以上のような情報を得た上で検査を行い、診断します。
薬物療法
症状や状況に応じて、抗うつ薬、抗精神病薬、気分安定薬、アトモキセチン(非中枢神経刺激薬)などのお薬を処方します。
当クリニックでは必要最小限の投薬に留め、不要なお薬は使用しません。ただし、ご自身に合った薬が見つかるまで、時間がかかることがあります。
自分に合った対処法を
身に付ける
カウンセリング、ソーシャルスキルトレーニング(SST)などによって、患者さんに合った対処法・スキルを身に付けます。

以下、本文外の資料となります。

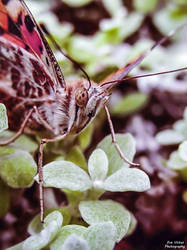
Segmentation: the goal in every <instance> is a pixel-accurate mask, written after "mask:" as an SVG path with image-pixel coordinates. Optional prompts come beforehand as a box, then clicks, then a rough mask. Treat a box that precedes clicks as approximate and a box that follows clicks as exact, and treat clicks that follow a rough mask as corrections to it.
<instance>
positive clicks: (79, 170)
mask: <svg viewBox="0 0 187 250" xmlns="http://www.w3.org/2000/svg"><path fill="white" fill-rule="evenodd" d="M117 141H118V143H119V144H120V146H121V149H122V151H123V152H124V154H127V152H128V156H130V159H131V160H133V156H134V154H135V141H134V139H133V137H132V136H131V135H130V134H118V135H117ZM101 148H103V149H101ZM10 149H11V150H12V151H11V150H10V151H8V152H7V147H6V148H4V151H3V150H2V154H3V153H4V154H5V153H6V155H9V156H12V154H14V152H15V149H14V148H10ZM115 151H116V150H115V148H113V145H112V142H111V138H110V136H109V137H106V138H104V139H103V141H102V142H101V143H99V145H98V148H97V149H95V150H94V151H93V152H92V154H91V155H90V157H89V159H88V166H87V167H86V168H85V170H83V169H82V168H81V167H79V166H77V165H75V164H74V163H73V162H70V161H65V160H63V161H62V160H57V161H53V162H51V163H48V164H46V165H45V166H44V167H43V179H44V186H48V187H56V188H60V189H62V190H63V191H64V192H65V193H66V195H67V199H68V201H69V204H68V206H64V207H62V208H59V209H53V212H52V209H50V210H47V211H46V215H47V217H45V223H44V226H42V224H41V223H40V221H39V215H37V216H36V217H35V218H34V219H33V220H32V222H31V223H30V225H29V228H28V231H29V233H30V234H31V236H30V237H29V238H28V239H26V240H25V241H24V242H22V243H21V244H19V245H16V246H14V247H13V248H11V250H16V249H25V250H26V249H29V250H30V249H33V250H34V249H41V248H44V247H46V246H48V247H50V249H51V250H63V249H71V250H72V249H83V250H100V249H102V250H112V249H113V248H114V245H115V243H116V242H119V241H120V240H121V239H122V238H123V237H124V236H125V235H128V234H130V233H131V232H132V231H133V230H134V228H135V226H136V220H135V218H134V217H133V216H132V214H131V213H130V212H129V211H128V210H127V209H126V208H125V207H124V206H122V205H121V204H119V203H117V202H114V201H112V200H103V201H100V200H98V198H99V197H100V196H101V195H102V194H103V193H104V192H105V191H120V192H123V191H138V192H141V191H145V190H147V189H149V188H150V181H149V178H148V176H147V175H146V174H145V173H144V172H143V171H141V170H139V169H136V168H130V167H129V166H128V165H127V164H125V163H124V162H123V161H121V159H120V156H119V154H116V153H115ZM76 154H77V152H76ZM112 155H113V156H112ZM80 162H81V161H80ZM115 165H117V166H115ZM110 166H111V167H110ZM109 170H110V172H109ZM35 179H36V180H38V176H36V178H35ZM62 216H63V219H62ZM80 216H81V217H82V224H83V225H84V226H82V225H76V222H77V223H80ZM62 221H63V225H62ZM70 221H73V222H74V223H75V224H73V225H67V224H68V223H69V222H70ZM86 223H87V224H88V225H89V226H86V225H87V224H86Z"/></svg>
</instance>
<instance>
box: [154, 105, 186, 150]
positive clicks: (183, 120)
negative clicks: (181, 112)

ソーシャルスキルトレーニングとは、場面に合わせた適切な言葉・声量・態度、人に話しかけるタイミング、相手の意図・状況を考えることなどを学習するプログラムです。
環境を調整する
患者さんの困難・辛さを、環境を調整することで軽減します。自分のデスク周りを集中しやすい環境に整える、メモを取る習慣を身に付ける、家族にサポートをしてもらうといったことです。
職場、さまざまな支援機関に協力を求めることもあります。支援機関については、当クリニックでご案内いたします。
大人の発達障害の検査
WAIS-IV知能検査、Rorschach test、P-Fスタディ(Picture Frustration Study)などを用いて検査をしています。